The previous methods, which were based on robot model, apply a control approach on the dynamic model of the robot. This model becomes much complicated whenever robots’ DOF and workspace coordinates increase. In order to improve the results of these methods, some researchers (e.g., [14]) use additional vision equipment. Even when using of AI methods like ANN, some researchers use additional vision and torque sensors. This results in raising the cost of operation. Moreover, additional equipment may contribute to restricting generalization and application of their methods.

The main contribution

In this paper, an approach is designed and trained based on a multilayer RNN to detect human–robot collisions and identify the collided link. A KUKA robot was used to test this model. KUKA robot used here is a collaborative robot “COBOT”. This robot has position and torque sensors on all its joints, and only the joints’ positions signals are used in our current approach. This allow the method to be applied to any industrial robot. This robot consists of seven joints, and only three of them was identified to act as a 3-DOF robot.

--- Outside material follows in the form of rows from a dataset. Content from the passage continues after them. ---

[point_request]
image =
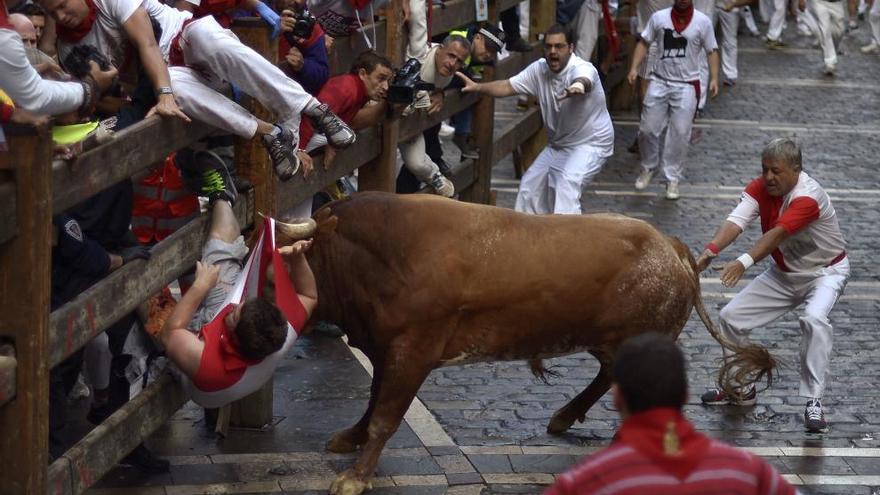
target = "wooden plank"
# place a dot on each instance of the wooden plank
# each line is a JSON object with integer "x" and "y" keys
{"x": 515, "y": 132}
{"x": 90, "y": 313}
{"x": 87, "y": 461}
{"x": 295, "y": 191}
{"x": 133, "y": 149}
{"x": 8, "y": 226}
{"x": 8, "y": 364}
{"x": 252, "y": 161}
{"x": 25, "y": 264}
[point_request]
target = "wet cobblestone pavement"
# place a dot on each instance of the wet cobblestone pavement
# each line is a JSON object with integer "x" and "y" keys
{"x": 494, "y": 415}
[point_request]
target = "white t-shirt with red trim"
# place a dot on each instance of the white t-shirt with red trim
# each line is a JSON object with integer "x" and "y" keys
{"x": 108, "y": 35}
{"x": 806, "y": 213}
{"x": 678, "y": 54}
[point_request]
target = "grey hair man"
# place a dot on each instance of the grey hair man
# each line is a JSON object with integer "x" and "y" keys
{"x": 439, "y": 64}
{"x": 802, "y": 235}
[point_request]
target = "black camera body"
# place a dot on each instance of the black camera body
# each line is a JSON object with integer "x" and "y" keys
{"x": 76, "y": 63}
{"x": 302, "y": 28}
{"x": 407, "y": 81}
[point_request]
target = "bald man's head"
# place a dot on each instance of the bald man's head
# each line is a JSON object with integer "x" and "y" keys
{"x": 24, "y": 27}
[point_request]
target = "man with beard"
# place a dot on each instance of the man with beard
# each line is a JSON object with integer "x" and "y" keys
{"x": 579, "y": 131}
{"x": 681, "y": 33}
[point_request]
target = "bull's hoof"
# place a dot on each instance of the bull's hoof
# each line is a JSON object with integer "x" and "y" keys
{"x": 345, "y": 441}
{"x": 559, "y": 424}
{"x": 347, "y": 483}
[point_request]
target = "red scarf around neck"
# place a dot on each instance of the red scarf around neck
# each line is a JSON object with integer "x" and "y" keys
{"x": 667, "y": 438}
{"x": 75, "y": 34}
{"x": 680, "y": 20}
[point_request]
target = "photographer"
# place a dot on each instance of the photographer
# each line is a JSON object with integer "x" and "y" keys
{"x": 303, "y": 48}
{"x": 439, "y": 64}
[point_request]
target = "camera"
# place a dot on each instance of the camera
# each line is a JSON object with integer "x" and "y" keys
{"x": 302, "y": 28}
{"x": 407, "y": 82}
{"x": 76, "y": 63}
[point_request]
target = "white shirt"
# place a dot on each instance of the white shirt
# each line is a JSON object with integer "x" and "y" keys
{"x": 108, "y": 35}
{"x": 576, "y": 120}
{"x": 806, "y": 213}
{"x": 26, "y": 88}
{"x": 678, "y": 54}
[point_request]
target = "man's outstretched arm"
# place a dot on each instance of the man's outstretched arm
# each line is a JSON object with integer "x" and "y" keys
{"x": 182, "y": 346}
{"x": 496, "y": 89}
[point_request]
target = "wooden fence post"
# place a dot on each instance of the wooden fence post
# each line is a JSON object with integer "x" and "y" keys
{"x": 379, "y": 174}
{"x": 25, "y": 263}
{"x": 251, "y": 161}
{"x": 484, "y": 129}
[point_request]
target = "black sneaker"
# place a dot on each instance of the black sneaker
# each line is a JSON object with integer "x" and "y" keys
{"x": 717, "y": 397}
{"x": 337, "y": 132}
{"x": 814, "y": 417}
{"x": 217, "y": 182}
{"x": 144, "y": 460}
{"x": 282, "y": 150}
{"x": 518, "y": 45}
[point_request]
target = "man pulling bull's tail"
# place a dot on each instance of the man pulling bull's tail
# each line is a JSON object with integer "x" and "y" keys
{"x": 810, "y": 265}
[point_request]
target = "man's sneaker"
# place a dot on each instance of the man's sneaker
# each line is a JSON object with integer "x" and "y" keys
{"x": 672, "y": 190}
{"x": 871, "y": 48}
{"x": 338, "y": 133}
{"x": 814, "y": 418}
{"x": 282, "y": 150}
{"x": 644, "y": 179}
{"x": 717, "y": 397}
{"x": 217, "y": 182}
{"x": 442, "y": 185}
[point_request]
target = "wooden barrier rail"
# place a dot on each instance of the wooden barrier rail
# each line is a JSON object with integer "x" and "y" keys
{"x": 41, "y": 188}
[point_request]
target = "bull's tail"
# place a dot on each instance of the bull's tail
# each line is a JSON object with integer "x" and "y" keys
{"x": 746, "y": 365}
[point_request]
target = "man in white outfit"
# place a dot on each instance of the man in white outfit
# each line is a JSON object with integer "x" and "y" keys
{"x": 681, "y": 33}
{"x": 579, "y": 131}
{"x": 801, "y": 233}
{"x": 203, "y": 57}
{"x": 831, "y": 22}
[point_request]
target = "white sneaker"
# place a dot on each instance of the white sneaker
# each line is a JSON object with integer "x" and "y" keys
{"x": 872, "y": 48}
{"x": 672, "y": 190}
{"x": 446, "y": 130}
{"x": 644, "y": 179}
{"x": 442, "y": 185}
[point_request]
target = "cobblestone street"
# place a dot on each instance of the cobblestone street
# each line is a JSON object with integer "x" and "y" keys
{"x": 484, "y": 427}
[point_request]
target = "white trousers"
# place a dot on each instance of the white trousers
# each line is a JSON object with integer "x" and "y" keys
{"x": 874, "y": 20}
{"x": 777, "y": 19}
{"x": 831, "y": 18}
{"x": 416, "y": 160}
{"x": 669, "y": 106}
{"x": 214, "y": 55}
{"x": 586, "y": 29}
{"x": 775, "y": 293}
{"x": 554, "y": 182}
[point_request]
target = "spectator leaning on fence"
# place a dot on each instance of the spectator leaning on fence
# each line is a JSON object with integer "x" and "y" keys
{"x": 579, "y": 130}
{"x": 439, "y": 64}
{"x": 657, "y": 451}
{"x": 203, "y": 55}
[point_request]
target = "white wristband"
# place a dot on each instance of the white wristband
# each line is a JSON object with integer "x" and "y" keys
{"x": 746, "y": 260}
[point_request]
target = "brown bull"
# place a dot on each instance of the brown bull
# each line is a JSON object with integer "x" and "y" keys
{"x": 418, "y": 282}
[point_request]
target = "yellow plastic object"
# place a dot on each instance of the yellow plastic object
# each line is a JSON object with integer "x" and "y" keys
{"x": 69, "y": 134}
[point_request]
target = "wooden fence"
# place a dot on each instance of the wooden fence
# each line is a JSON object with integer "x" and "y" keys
{"x": 33, "y": 188}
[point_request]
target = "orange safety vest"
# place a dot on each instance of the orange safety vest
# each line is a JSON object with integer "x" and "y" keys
{"x": 162, "y": 204}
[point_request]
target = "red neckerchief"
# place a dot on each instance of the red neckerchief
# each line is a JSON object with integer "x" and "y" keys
{"x": 74, "y": 35}
{"x": 667, "y": 438}
{"x": 680, "y": 20}
{"x": 4, "y": 16}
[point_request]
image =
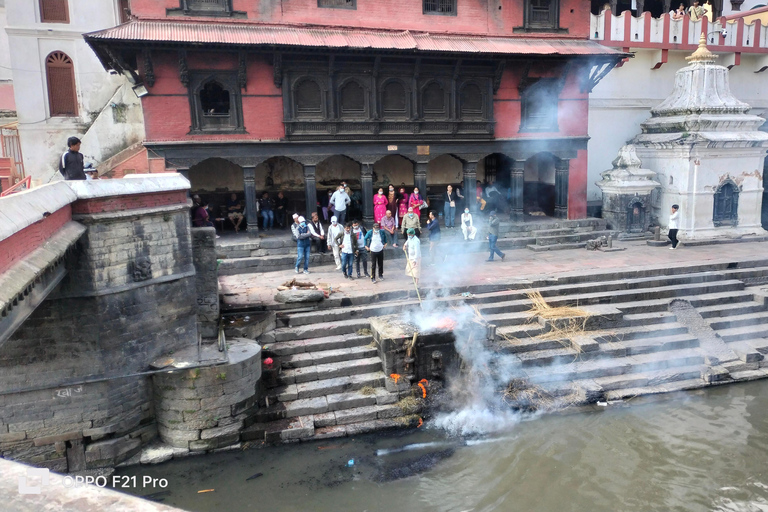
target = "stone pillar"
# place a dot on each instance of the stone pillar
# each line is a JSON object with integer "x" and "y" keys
{"x": 251, "y": 211}
{"x": 420, "y": 178}
{"x": 561, "y": 188}
{"x": 517, "y": 183}
{"x": 366, "y": 180}
{"x": 310, "y": 189}
{"x": 470, "y": 182}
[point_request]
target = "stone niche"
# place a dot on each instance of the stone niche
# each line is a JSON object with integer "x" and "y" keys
{"x": 708, "y": 152}
{"x": 627, "y": 190}
{"x": 204, "y": 408}
{"x": 433, "y": 357}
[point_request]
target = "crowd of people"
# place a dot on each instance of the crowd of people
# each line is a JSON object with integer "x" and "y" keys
{"x": 397, "y": 214}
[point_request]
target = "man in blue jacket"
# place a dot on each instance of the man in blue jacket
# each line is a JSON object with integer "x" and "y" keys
{"x": 375, "y": 242}
{"x": 303, "y": 242}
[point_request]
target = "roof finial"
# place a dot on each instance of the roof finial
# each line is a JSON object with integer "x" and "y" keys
{"x": 702, "y": 53}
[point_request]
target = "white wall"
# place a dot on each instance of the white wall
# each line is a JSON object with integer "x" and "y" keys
{"x": 43, "y": 138}
{"x": 624, "y": 98}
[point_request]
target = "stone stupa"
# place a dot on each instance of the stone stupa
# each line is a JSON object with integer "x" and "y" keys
{"x": 627, "y": 190}
{"x": 707, "y": 152}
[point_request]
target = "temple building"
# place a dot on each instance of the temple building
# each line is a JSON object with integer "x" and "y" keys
{"x": 253, "y": 96}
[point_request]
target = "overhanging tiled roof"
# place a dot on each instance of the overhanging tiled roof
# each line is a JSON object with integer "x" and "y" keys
{"x": 252, "y": 34}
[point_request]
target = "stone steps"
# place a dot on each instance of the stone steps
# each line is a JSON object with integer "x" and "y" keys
{"x": 305, "y": 359}
{"x": 740, "y": 320}
{"x": 744, "y": 333}
{"x": 289, "y": 348}
{"x": 317, "y": 330}
{"x": 329, "y": 370}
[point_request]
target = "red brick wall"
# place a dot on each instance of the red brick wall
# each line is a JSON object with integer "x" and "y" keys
{"x": 577, "y": 186}
{"x": 132, "y": 202}
{"x": 498, "y": 17}
{"x": 20, "y": 244}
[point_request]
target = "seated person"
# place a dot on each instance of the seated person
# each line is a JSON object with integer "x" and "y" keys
{"x": 235, "y": 211}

In the experimental work, a sinusoidal motion is applied on the three joints simultaneously under the effect of gravity. The frequencies of this motion are having variable and constant values. The parameters of the NN model are extracted from the controller of robot, which is called KUKA robot controller, KRC. The values of current position \({\theta }_{i}(k)\), previous position \({\theta }_{i}(k-1)\), and angular velocity \({\dot{\theta }}_{i}(k)\) of the three joints were aggregated and used as inputs of the designed neural network. The corresponding external torques \(\tau\) of the three joints are aggregated and used for the training process. The LM algorithm is used for the training process.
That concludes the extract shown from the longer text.